Lauren Sandler in the Times on bad reviews and vaginas:
'“Who gets to say it? Who gets to own it? Who gets to say what happens to it?”
Naomi Wolf is talking about her vagina. So are scores of other people, though they are mainly talking about “Vagina,” her new book, and the talk has been nearly universally damning.
“A shoddy piece of work, full of childlike generalizations and dreary, feminist auto-think,” wrote Zoë Heller in The New York Review of Books. Ariel Levy asked in The New Yorker, “Is it going too far to say that Ms. Wolf’s book, which clearly belongs to the same realm of the erotic imagination as the Grey trilogy, is itself a kind of pornography?” Meghan Daum wrote in her column in The Los Angeles Times that “Vagina” is “bad news for everybody who has one,” while in her 2,700-word excoriation in The New York Times Book Review, Toni Bentley called it “scattered” and “humorless.” About the only solid defense of the book seems to come from a yet-unpublished piece to which Ms. Wolf alerted this reporter, in the British lesbian magazine Diva (“truly liberating,” wrote its author).
Is this the fall of the onetime angel in the house of feminism, or is Ms. Wolf restoring sex to the country’s ongoing conversation about gender-wide frustration? A few days after reviews began appearing, Ms. Wolf set sliced bananas and strawberries upon a coffee table (cut fruit had never before looked so vulval) and took a seat on the deep, plush couch in the yellow-painted living room of her sunny West Village apartment. She was wearing a flowing black wrap over a loose knit tank, tan strappy heels and a tight smile.
“I’m a big believer in debate and difference of opinion,” she said of the critical roar. No doubt this is true, as Ms. Wolf courts debate weekly in the column she writes for The Guardian, as she has with her seven previous books. The Rhodes scholar who two decades ago wrote in “The Beauty Myth,” the book that made her a media star, that “it does not matter in the least what women look like as long as we feel beautiful,” is herself as gorgeous as ever, two months shy of her 50th birthday.
She said she thinks of “Vagina” as the last in a quartet, answering questions about science, anatomy, freedom and pleasure that she also addressed in “The Beauty Myth” (1990), “Promiscuities” (1998) and “Misconceptions” (2001). And like those last two books, which were inspired by her struggles with coming of age and motherhood, respectively, she draws from her sex life in “Vagina” to talk about how women are starved of the kind of pleasure they want.

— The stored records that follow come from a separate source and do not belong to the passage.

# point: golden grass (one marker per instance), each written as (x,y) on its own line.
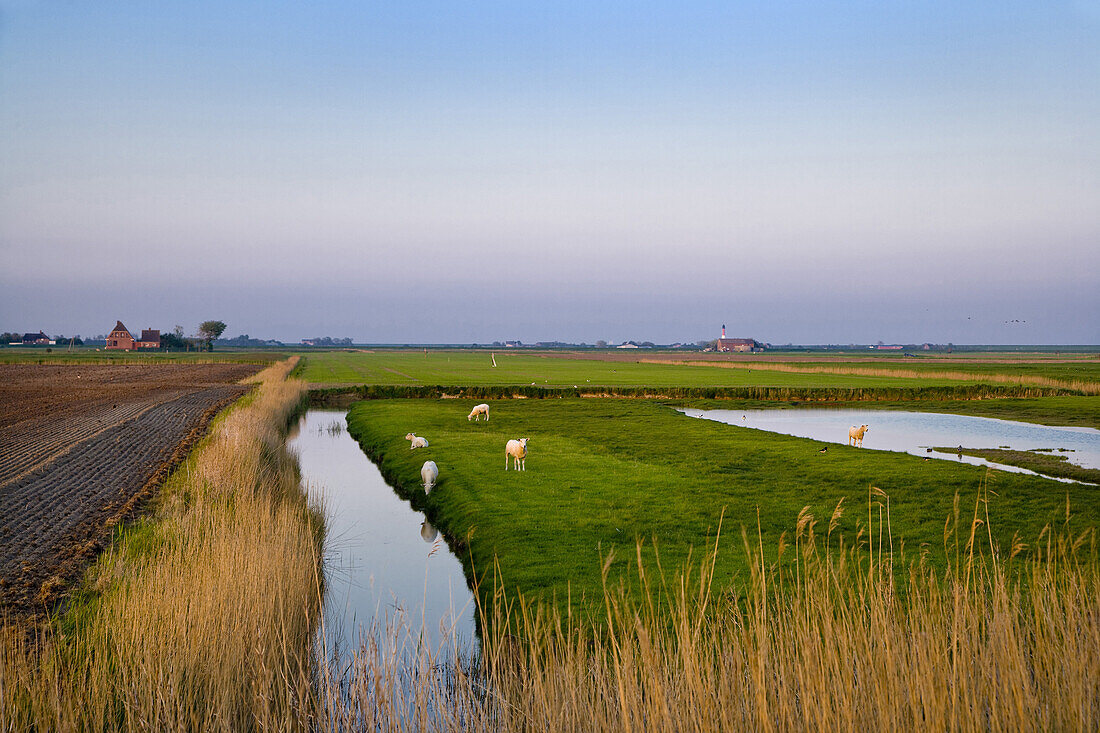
(1084,386)
(827,639)
(205,613)
(212,627)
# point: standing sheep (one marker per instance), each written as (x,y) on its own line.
(430,473)
(517,449)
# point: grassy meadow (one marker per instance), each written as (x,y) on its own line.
(604,474)
(639,369)
(474,368)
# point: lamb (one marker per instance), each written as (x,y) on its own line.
(517,449)
(430,473)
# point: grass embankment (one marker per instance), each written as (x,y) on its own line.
(201,614)
(823,643)
(1041,462)
(604,473)
(1063,411)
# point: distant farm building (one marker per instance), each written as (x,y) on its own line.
(725,343)
(121,338)
(150,338)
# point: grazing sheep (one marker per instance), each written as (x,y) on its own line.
(430,473)
(517,449)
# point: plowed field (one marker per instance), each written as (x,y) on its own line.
(80,448)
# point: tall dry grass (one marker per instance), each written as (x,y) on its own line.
(1085,386)
(205,613)
(827,639)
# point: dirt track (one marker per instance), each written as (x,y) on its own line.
(80,448)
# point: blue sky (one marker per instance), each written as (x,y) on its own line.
(430,172)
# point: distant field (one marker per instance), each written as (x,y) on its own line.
(62,354)
(604,473)
(475,368)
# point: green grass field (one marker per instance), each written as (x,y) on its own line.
(474,368)
(604,473)
(62,354)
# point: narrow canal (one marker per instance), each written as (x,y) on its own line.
(387,571)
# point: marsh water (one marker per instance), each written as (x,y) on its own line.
(385,566)
(914,433)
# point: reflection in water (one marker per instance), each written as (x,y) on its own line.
(378,575)
(917,433)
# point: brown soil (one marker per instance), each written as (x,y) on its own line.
(80,448)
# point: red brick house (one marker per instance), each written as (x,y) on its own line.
(150,339)
(121,338)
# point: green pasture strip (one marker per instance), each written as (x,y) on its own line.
(1049,463)
(475,368)
(1073,411)
(604,473)
(713,397)
(90,356)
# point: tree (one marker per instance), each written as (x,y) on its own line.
(209,330)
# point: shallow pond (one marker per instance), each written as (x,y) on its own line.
(914,433)
(385,567)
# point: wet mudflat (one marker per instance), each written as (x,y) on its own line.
(915,433)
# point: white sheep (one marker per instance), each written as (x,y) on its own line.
(430,473)
(517,449)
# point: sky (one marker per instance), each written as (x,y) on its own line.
(468,172)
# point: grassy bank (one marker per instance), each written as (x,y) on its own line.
(201,614)
(822,643)
(1075,411)
(604,473)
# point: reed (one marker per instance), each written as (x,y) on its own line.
(828,639)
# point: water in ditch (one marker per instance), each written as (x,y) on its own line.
(387,571)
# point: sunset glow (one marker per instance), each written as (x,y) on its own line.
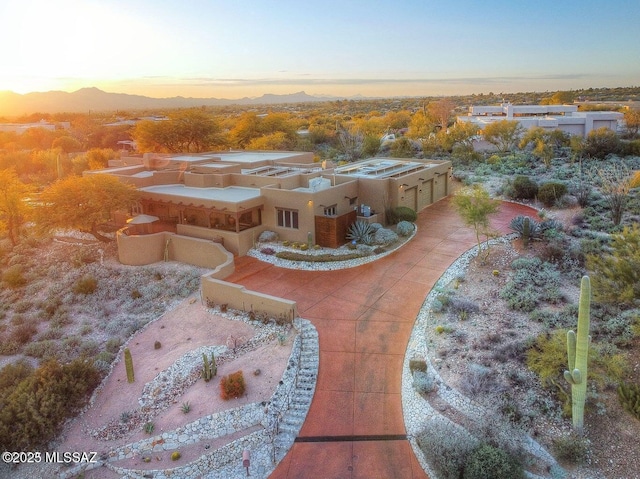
(381,48)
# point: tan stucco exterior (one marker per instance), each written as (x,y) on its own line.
(231,197)
(566,118)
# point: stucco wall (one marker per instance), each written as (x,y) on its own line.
(238,297)
(139,250)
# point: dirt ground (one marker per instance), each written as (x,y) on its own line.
(614,451)
(185,328)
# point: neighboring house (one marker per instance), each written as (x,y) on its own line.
(22,127)
(562,117)
(232,197)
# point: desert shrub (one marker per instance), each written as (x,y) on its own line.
(523,188)
(629,395)
(384,237)
(320,258)
(23,333)
(268,237)
(534,281)
(547,358)
(572,448)
(404,213)
(423,382)
(462,307)
(549,193)
(51,333)
(14,276)
(404,228)
(85,285)
(43,401)
(22,306)
(480,380)
(361,232)
(9,347)
(417,365)
(46,349)
(487,461)
(232,386)
(616,277)
(113,345)
(446,447)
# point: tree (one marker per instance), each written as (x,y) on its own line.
(13,206)
(616,276)
(616,181)
(475,206)
(83,202)
(503,134)
(191,130)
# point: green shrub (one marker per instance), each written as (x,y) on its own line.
(361,232)
(487,461)
(524,188)
(86,285)
(446,447)
(14,276)
(423,383)
(404,228)
(44,401)
(534,281)
(232,386)
(549,193)
(23,333)
(417,365)
(629,395)
(404,213)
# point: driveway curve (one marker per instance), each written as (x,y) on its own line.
(364,317)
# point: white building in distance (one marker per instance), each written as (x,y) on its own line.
(566,118)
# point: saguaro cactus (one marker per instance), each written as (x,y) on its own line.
(206,368)
(578,352)
(526,231)
(128,364)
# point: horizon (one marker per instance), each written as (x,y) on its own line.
(373,49)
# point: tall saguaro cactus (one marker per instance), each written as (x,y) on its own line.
(578,352)
(128,364)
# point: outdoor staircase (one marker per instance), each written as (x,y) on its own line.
(305,385)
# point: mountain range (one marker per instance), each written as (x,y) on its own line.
(94,99)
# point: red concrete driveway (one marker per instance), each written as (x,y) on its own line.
(364,317)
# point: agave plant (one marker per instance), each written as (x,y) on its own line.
(361,232)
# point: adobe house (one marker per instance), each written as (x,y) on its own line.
(566,118)
(229,198)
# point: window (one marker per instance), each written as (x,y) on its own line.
(331,210)
(287,218)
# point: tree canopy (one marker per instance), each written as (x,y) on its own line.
(83,203)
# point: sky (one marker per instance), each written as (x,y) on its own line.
(247,48)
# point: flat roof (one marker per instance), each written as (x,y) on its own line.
(249,157)
(381,168)
(230,194)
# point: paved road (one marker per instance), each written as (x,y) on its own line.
(364,317)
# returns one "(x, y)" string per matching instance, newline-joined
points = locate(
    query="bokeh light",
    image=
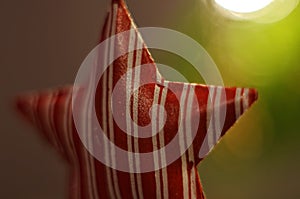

“It’s not about hot sex, it’s about not being taken for granted,” she said. “These things are related. I now understand why I don’t want to make love if the house is messy.”'
'In England, the book is already No. 7 on one best-seller list, despite negative press. Sales figures are not yet available in the United States, where this year State Representative Lisa Brown, a Democrat, was censored for saying “vagina” in the Michigan House of Representatives, and where more recently, Representative Todd Akin, Republican of Missouri, ascribed powers to female anatomy that he said could suppress the sperm of a rapist.
Both events, Ms. Wolf said, deeply affect women’s individual sexual health.
“This is a time in which everybody is on the verge of a global awakening from a certain kind of torpor,” she said, eyes sparkling. “That’s why there’s this doubling down on the power struggle over the vagina. But this is a moment for women. We are going to have to reclaim the vagina as central to everything.” Whether or not that happens, many people certainly will be talking about vaginas at this weekend’s dinner parties, and perhaps soon they won’t talk just about Naomi Wolf’s.'
(Read the complete article here.)
I don’t have a vagina, but when Ms Wolf says that “We are going to have to reclaim the vagina as central to everything” I’m on her side.
And when she says that she doesn’t want to make love when the house is messy I’m on her side as well.